Salvatore's achievement was a far greater influence upon me than his actual writing, only because it took me 30 frickin' years to read one of his books. I find that amazing. I don't know how it happened. Ever since the day I meant him I've meant to read his stuff, but somehow I never got around to it until this past week. It's one of the great reading snafus of my life.
However, all that is being rectified beginning with the Crimson Shadow series. Book one, The Sword of Bedwyr kicks off the trilogy in a way that promises the kind of fun and adventure I was hoping for! There's battles and monsters and treasure and more!
The book plays out sort of how a game of D&D runs. First you get the party together. In this instance it's just a warrior and thief. A wizard happens along later on, but he's not quite a full member of the band. In this case, we're not starting with first level characters. We've got a skilled swordsman and a practiced thief. They're jumping right into the tough stuff, slaying a bit of sword fodder before diving into some truly tough monster encounters.
The actual characters are at least interesting, if not absolutely enthralling. The thief, a charming and funny halfling, is straight out of a Monty Python sketch. Actually, I mean that literally. He speaks with the heavy accent and delivers the same lines as the castle guard with outraaageous French accent, played by John Cleese, in The Holy Grail. That's borrowing perhaps too heavily from a preexisting source, but I enjoyed it so I let it slide. However, when you have a halfling thief enter a dragon's lair and proceed to flatter the dragon in hopes of escaping the encounter alive, well then you've gone too far with the borrowing.

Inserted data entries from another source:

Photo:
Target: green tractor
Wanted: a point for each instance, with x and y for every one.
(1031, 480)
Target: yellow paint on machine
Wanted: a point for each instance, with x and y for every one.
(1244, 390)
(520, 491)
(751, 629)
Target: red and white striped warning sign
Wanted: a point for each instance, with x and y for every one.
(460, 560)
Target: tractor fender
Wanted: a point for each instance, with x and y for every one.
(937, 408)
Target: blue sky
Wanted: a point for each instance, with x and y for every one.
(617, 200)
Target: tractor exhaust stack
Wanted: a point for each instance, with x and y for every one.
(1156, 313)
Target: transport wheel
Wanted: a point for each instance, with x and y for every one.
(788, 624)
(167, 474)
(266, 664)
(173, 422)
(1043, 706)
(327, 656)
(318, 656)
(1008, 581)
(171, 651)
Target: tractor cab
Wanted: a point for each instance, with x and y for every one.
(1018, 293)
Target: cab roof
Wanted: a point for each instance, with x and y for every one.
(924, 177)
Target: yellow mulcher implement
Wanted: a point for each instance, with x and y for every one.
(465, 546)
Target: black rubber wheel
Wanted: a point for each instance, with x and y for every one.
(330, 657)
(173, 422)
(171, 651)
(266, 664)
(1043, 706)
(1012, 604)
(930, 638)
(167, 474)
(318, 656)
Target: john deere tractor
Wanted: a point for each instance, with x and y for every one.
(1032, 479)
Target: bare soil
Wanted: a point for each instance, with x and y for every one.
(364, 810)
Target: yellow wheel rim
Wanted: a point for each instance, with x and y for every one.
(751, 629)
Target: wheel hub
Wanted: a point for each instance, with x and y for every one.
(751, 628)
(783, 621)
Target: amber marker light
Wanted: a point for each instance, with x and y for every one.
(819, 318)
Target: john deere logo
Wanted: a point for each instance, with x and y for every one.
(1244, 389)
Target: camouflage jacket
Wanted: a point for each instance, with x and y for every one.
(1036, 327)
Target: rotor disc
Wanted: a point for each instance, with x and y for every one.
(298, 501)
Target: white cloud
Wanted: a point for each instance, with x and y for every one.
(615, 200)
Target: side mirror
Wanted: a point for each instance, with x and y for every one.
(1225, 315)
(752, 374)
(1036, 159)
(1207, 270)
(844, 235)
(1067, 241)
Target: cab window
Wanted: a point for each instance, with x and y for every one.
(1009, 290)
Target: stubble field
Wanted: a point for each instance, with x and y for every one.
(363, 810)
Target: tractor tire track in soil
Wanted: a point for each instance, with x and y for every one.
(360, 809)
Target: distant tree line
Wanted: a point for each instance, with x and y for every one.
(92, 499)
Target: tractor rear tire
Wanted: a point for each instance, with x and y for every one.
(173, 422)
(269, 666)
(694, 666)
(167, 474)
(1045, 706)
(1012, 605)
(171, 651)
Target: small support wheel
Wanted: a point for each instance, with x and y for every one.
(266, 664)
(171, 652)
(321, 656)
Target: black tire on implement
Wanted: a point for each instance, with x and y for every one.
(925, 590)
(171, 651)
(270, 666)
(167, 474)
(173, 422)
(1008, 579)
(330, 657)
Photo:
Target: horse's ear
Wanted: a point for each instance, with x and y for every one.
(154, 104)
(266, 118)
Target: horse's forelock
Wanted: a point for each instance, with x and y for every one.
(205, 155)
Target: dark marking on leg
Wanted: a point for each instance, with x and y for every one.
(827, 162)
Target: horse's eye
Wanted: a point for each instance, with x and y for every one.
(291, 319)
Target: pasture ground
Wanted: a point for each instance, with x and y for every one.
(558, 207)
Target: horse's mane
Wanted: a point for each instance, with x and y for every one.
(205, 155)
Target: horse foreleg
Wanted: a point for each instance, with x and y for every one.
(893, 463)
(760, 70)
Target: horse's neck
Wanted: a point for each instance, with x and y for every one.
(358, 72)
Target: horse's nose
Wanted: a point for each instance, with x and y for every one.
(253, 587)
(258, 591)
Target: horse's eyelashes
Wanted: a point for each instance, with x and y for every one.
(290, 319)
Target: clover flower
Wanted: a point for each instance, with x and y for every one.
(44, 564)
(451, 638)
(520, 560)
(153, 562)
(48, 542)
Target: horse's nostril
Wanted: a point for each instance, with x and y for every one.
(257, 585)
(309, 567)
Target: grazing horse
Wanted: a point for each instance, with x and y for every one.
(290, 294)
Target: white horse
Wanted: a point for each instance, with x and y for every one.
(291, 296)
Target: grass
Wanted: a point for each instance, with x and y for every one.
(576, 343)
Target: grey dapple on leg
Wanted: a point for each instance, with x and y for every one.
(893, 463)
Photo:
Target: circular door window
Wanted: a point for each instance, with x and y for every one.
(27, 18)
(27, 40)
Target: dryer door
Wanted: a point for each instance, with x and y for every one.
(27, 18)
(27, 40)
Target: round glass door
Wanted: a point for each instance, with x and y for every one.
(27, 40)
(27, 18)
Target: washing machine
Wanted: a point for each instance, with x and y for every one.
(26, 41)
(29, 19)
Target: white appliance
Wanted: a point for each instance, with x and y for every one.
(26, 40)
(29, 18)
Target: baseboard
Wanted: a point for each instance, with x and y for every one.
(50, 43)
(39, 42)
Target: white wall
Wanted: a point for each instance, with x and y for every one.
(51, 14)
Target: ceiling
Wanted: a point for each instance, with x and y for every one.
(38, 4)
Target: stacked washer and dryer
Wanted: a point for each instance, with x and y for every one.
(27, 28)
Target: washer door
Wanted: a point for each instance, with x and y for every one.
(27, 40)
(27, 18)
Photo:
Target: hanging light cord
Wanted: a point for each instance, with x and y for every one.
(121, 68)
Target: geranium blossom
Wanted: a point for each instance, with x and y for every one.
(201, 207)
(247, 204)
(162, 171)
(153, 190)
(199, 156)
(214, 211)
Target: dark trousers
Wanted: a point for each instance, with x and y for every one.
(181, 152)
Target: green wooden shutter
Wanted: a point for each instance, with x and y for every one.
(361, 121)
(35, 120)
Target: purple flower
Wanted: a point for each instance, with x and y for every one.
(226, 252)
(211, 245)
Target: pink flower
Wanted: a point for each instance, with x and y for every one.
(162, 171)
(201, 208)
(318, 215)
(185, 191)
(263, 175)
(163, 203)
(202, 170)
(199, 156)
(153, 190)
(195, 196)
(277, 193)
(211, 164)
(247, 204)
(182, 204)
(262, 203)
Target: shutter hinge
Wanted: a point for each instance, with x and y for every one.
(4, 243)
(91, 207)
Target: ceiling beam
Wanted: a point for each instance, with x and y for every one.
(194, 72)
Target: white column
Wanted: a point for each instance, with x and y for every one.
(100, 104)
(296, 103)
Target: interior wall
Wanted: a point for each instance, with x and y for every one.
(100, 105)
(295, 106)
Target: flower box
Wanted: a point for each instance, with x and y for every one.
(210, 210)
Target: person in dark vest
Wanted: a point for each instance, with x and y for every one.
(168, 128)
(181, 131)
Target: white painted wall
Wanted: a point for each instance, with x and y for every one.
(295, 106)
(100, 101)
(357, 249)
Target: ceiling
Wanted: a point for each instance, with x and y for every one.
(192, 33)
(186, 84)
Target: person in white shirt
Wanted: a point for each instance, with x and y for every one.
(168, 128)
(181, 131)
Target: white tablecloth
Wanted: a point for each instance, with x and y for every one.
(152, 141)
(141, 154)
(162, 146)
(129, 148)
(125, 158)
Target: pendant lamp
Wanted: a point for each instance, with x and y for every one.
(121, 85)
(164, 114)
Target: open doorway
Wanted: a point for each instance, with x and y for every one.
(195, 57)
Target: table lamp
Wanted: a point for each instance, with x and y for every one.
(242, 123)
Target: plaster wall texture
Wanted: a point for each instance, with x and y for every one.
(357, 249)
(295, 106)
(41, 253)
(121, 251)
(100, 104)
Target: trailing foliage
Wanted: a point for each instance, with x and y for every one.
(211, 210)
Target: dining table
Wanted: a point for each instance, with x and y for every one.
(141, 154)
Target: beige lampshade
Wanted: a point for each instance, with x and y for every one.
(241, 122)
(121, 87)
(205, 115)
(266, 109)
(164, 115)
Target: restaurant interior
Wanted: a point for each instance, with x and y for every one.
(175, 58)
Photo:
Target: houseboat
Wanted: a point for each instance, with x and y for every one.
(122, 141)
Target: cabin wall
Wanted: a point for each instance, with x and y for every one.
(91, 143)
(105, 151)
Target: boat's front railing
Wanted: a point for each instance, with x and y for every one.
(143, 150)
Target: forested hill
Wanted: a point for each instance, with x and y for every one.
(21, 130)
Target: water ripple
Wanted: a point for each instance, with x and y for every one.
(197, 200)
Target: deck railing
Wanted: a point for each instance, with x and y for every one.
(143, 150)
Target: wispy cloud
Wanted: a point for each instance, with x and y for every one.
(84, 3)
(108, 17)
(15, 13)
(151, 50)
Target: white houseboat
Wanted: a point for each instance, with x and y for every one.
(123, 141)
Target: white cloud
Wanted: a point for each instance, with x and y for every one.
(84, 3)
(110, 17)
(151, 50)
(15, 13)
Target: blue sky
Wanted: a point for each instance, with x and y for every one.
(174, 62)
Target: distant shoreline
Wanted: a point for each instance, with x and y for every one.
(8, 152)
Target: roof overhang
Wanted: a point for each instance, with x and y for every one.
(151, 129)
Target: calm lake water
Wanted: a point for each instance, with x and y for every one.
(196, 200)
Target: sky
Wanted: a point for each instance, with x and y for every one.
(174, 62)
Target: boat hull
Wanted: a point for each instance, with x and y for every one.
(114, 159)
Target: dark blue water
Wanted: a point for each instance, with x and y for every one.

That scene from The Hobbit is just too famous to tread upon. Of course, dragon encounters are nothing new to literature. They go as far back as the Old Testament and Greek epics of the 5th century BCE. It's just, well, that particular scene combination is very Tolkien-specific.
Irregardless, this is still great fun and I'll be moving on to book two soon! I plan to dive into Salvatore's other series, and one day I'll no doubt devour his Drizzt stories. I'm told those are the shit, so I'm saving them and working my way up to them. Hey, ya gotta have something to look forward to!